5pSC11. Modeling of pitch, loudness, and segmental durations in Finnish using neural networks.

Session: Friday Afternoon, December 6

Time: 4:35

Author: Toomas Altosaar
Location: Helsinki Univ. of Technol., Otakaari 5A, 02150 Espoo, Finland
Author: Martti Vainio
Location: Univ. of Helsinki, PL 35, 00014 Helsinki, Finland
Author: Matti Karjalainen
Location: Helsinki Univ. of Technol., Otakaari 5A, 02150 Espoo, Finland


Several facets of the man--machine interface, such as speech synthesis and recognition in the spoken language realm, can be modeled using neural networks. Here neural networks have been applied to model the lexical prosodic parameters: segmental duration, loudness, and pitch, for the Finnish language.
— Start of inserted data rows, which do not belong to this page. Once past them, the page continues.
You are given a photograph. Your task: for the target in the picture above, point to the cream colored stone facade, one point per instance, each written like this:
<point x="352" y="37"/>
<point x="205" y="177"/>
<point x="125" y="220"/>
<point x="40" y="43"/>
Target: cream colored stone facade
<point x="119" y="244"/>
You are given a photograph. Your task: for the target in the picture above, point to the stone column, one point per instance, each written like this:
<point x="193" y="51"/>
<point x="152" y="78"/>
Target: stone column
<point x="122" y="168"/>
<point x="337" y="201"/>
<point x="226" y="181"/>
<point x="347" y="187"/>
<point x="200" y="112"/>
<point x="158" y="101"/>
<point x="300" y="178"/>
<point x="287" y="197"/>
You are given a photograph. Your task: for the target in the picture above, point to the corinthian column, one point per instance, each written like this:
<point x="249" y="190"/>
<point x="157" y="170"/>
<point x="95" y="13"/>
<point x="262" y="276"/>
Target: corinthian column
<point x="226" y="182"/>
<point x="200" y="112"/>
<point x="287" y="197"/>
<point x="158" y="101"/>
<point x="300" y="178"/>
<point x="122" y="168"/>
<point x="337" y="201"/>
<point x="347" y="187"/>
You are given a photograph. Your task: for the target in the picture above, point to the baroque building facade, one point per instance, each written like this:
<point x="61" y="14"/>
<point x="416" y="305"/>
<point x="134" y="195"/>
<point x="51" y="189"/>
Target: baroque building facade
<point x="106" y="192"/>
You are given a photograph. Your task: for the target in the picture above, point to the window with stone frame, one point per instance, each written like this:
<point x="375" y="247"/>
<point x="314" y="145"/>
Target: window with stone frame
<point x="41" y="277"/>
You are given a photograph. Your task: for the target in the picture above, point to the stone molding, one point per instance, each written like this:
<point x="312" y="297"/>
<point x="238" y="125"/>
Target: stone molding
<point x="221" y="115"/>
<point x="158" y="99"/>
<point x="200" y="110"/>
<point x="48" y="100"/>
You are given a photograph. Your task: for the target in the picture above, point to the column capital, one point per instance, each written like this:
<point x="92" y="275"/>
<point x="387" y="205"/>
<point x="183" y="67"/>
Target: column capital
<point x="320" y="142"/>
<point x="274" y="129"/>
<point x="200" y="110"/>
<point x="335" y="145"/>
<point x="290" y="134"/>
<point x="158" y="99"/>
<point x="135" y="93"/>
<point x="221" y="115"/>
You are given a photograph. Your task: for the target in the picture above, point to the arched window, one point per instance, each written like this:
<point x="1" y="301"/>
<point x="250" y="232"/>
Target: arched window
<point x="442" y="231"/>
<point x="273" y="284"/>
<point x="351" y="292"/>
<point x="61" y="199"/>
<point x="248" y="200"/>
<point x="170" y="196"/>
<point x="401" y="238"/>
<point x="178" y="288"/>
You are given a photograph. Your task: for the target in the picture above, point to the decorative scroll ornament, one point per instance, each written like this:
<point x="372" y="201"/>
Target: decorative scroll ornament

The prosodic models that were generated can be used in currently viable applications such as speech synthesis to further improve their naturalness. The text input stream was first converted into a phoneme sequence from which the input representation for the nets was generated. Inputs included: phoneme position in word, number of phonemes in word, and context in terms of previous and future phonemes. Optimal input representations for each type of prosodic net were searched for by varying the size of the input vector. The number of hidden nodes was also varied to determine the complexity of the problem. Estimating duration required class specific nets for the error to drop below 20%, the difference limen. For loudness it was 2.2 phon (1 phon is just noticeable), while pitch networks performed well with an error of 3.5% (equals 0.6 semitones at 100 Hz which is less than the 1.5 semitone perceptual intonation threshold).

ASA 132nd meeting - Hawaii, December 1996